A short word on testing
The hardest bug class in this architecture is "wrong thing got synced." Unit tests on Replicache mutators do not catch them. The test that actually pays for itself is an integration test that drives two simulated clients through a sequence of edits — including offline windows — and asserts that both ends converge. I run a small Playwright suite that toggles navigator.onLine on and off, queues completions during the offline window, and verifies that the final state matches the expected merge.
Spending two days writing this harness saved me weeks of debugging once real users started reporting weird intermittent issues. If you remember nothing else from this article, remember: build the convergence test first.
Next step
Build something small first: pick one note, attach one AI completion, and verify the experience in airplane mode. Replicache plus Dexie can be stood up in about an hour. Watching Background Sync behave on a real device makes the layering choices in this article click in a way reading cannot.

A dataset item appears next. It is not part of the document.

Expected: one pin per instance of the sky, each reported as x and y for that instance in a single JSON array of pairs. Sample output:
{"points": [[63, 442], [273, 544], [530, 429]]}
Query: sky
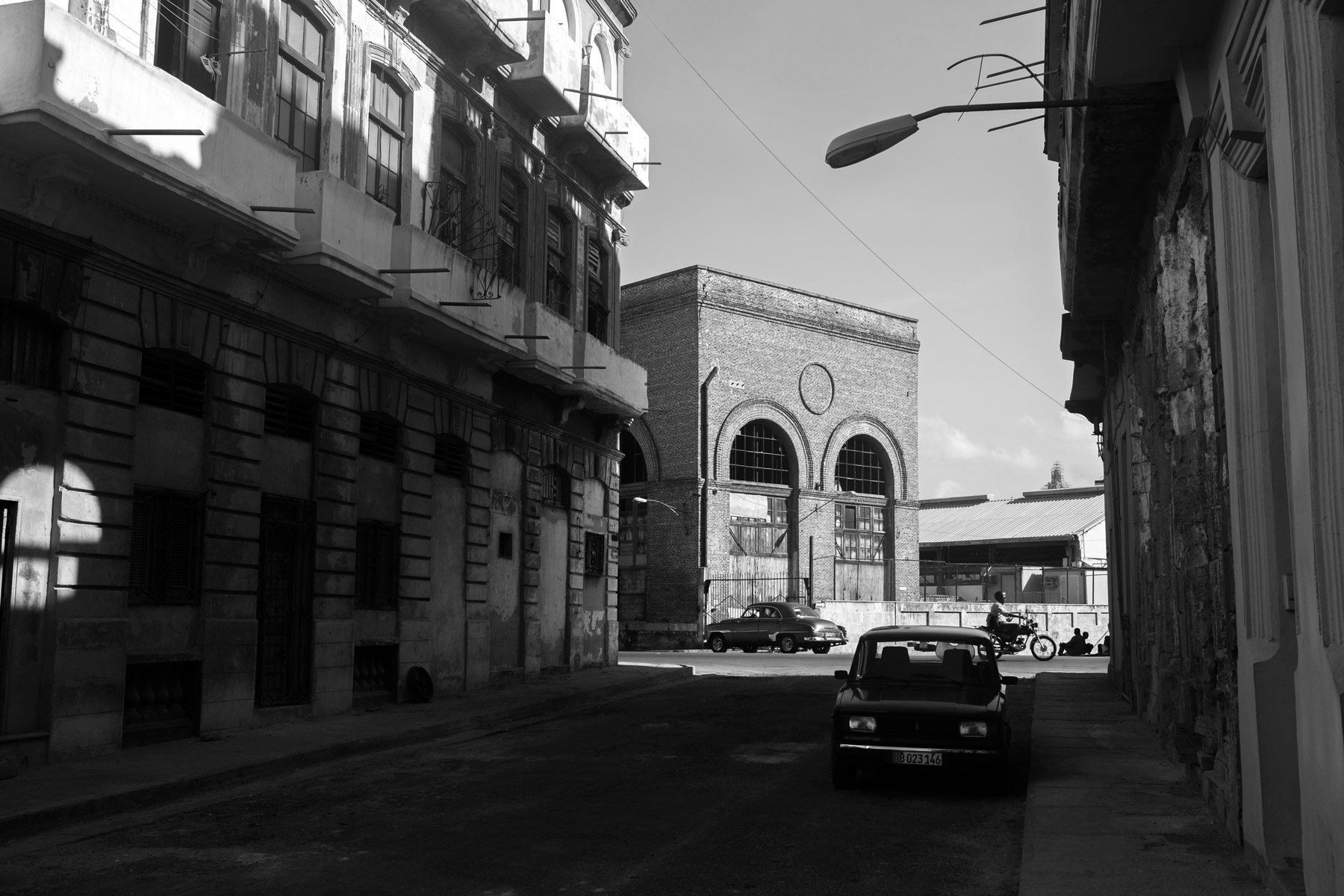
{"points": [[968, 218]]}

Local-first plus AI is shaping up to be one of the strongest differentiators for indie developers. An app that does not freeze when the network blinks earns user trust steadily — and that trust compounds.
If you only adopt one piece of this design today, make it the separation between sync and AI calls. Almost every other refinement in this article — encryption, budgets, streaming, migrations — gets easier once that boundary is in the right place. Pick that as your first commit and let the rest follow.